Une première saison pleine avec le Barça
À sept ans à peine, Lamine Yamal intègre donc la Masia, le célèbre centre de formation blaugrana et véritable pouponnière de talents. Grâce à ses aptitudes largement au-dessus de la moyenne, il gravit les échelons deux à deux et brise sans cesse les habituels temps de passage. L’ailier est d’ailleurs régulièrement amené à évoluer dans les catégories d’âge supérieures, et l’issue devient très vite inéluctable pour les hauts dignitaires du club : un jour ou l’autre, il évoluera en équipe première. Pour le coup, il n’a pas fallu attendre très longtemps. Parce que, dès ses 15 ans, il effectue ses premiers pas aux entraînements dirigés par Xavi. Quelques mois plus tard, en avril 2023 précisément, il obtient ses premières minutes chez les professionnels contre le Betis Séville. L’histoire est lancée.

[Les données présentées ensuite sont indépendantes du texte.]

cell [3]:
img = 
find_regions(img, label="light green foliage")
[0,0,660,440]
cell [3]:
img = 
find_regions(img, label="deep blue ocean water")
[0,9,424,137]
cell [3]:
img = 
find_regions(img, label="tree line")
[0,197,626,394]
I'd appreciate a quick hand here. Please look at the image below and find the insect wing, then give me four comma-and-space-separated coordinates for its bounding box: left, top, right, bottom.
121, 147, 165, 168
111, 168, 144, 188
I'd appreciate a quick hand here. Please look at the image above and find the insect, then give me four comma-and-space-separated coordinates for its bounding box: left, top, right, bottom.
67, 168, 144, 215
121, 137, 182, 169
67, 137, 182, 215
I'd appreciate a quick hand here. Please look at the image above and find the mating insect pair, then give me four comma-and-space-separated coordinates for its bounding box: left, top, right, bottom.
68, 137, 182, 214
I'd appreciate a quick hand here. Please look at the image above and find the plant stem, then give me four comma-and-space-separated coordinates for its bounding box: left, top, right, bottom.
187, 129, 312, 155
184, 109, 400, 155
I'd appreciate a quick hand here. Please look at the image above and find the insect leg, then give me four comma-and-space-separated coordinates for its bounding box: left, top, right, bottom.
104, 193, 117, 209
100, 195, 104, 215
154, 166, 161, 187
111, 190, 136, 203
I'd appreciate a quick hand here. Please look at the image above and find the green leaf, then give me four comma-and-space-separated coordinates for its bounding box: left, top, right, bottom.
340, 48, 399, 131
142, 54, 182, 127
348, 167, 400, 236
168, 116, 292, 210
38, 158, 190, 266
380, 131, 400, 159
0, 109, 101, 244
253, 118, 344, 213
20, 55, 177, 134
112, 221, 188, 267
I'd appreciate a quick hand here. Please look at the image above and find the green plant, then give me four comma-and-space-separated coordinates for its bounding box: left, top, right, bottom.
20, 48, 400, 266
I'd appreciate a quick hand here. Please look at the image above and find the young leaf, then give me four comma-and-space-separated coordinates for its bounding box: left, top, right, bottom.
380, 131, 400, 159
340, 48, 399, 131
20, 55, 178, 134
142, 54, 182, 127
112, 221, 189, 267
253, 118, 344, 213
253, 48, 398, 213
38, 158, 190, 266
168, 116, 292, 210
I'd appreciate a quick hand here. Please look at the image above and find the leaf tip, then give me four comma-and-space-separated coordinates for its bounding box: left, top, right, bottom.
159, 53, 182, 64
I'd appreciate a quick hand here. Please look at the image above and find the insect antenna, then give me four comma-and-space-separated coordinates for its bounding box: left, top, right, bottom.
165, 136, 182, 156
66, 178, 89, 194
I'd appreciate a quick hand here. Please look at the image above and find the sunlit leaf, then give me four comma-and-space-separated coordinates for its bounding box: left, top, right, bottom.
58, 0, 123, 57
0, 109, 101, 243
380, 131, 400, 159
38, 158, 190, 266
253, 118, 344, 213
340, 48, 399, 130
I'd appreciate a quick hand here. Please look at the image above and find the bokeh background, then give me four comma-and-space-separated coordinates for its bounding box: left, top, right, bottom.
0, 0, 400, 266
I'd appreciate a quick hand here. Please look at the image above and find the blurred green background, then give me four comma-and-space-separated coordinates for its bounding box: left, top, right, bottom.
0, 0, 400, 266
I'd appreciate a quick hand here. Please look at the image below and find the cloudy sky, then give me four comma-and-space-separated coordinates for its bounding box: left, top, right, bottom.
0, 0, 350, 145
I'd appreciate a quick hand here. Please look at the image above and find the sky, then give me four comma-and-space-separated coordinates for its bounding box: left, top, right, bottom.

« Moi, tu ne me parles pas d’âge » : phrase de Kylian Mbappé devenue culte mais que Lamine Yamal aurait très bien pu paraphraser à sa sauce tant le gamin brille par sa précocité… et sa maturité. Un subtil paradoxe coulant dans ses veines. Un cocktail que le phénomène s’évertue à mettre en application sur les terrains grâce à ses prises de balle, ses décisions, ses fulgurances. Sous la vareuse des « Culers », il s’est rapidement imposé comme un élément incontournable sur l’aile droite. Parce qu’il a la faculté d’allier l’efficacité à l’esthétisme. Du jamais vu, ou presque, pour un adolescent, auteur d’une saison pleine (50 matches, 7 buts, 10 assists toutes compétitions confondues) et qui a déjà eu le bonheur de s’illustrer sur la scène aux étoiles de la Ligue des champions.
Le Barça n’a pas tardé à l’ériger comme le nouveau visage marquant de la franchise en incluant d’ailleurs, dans son contrat, une clause libératoire à… un milliard d’euros. Prodige du géant catalan certes mais pas seulement car les portes de la Roja se sont, en quelques mois, ouvertes à lui. Le 8 septembre 2023, à 16 ans, 1 mois et 26 jours, il devient le plus jeune joueur… et le plus jeune buteur de l’histoire de la sélection espagnole à l’occasion du déplacement en Géorgie (1-7). Ébouriffant.
Un savoureux mélange de génie et de justesse
Depuis lors, Luis de la Fuente n’a pas traîné pour l’installer définitivement dans son onze de base. « Lamine est un joueur spécial. Le fait qu’à son âge, il soit déjà le leader du Barça et de l’équipe nationale espagnole parle de lui-même », avouait David Villa, meilleur buteur de l’histoire de la « Selección », ébahi par une telle pépite. Cet Euro 2024 en territoire germanique, le gamin l’a abordé avec énormément d’ambition, sans la moindre crainte. Car il dégouline d’assurance, de confiance. Tout en ayant joliment réussi ses examens à distance durant la session de juin, il a également poursuivi sa chasse aux records en Allemagne : plus jeune joueur, plus jeune passeur… et plus jeune buteur d’un championnat d’Europe des nations. Sans oublier son impact et les misères provoquées à ses adversaires. Irrésistible et doté d’une grande personnalité ballon au pied, le n°19 espagnol parvient presque systématiquement à effectuer le geste juste, au moment opportun, dans le tempo adéquat. « Il y a des moments où je réfléchis mais, la plupart du temps, c’est instinctif. Je pense que c’est un don », expliquait-il.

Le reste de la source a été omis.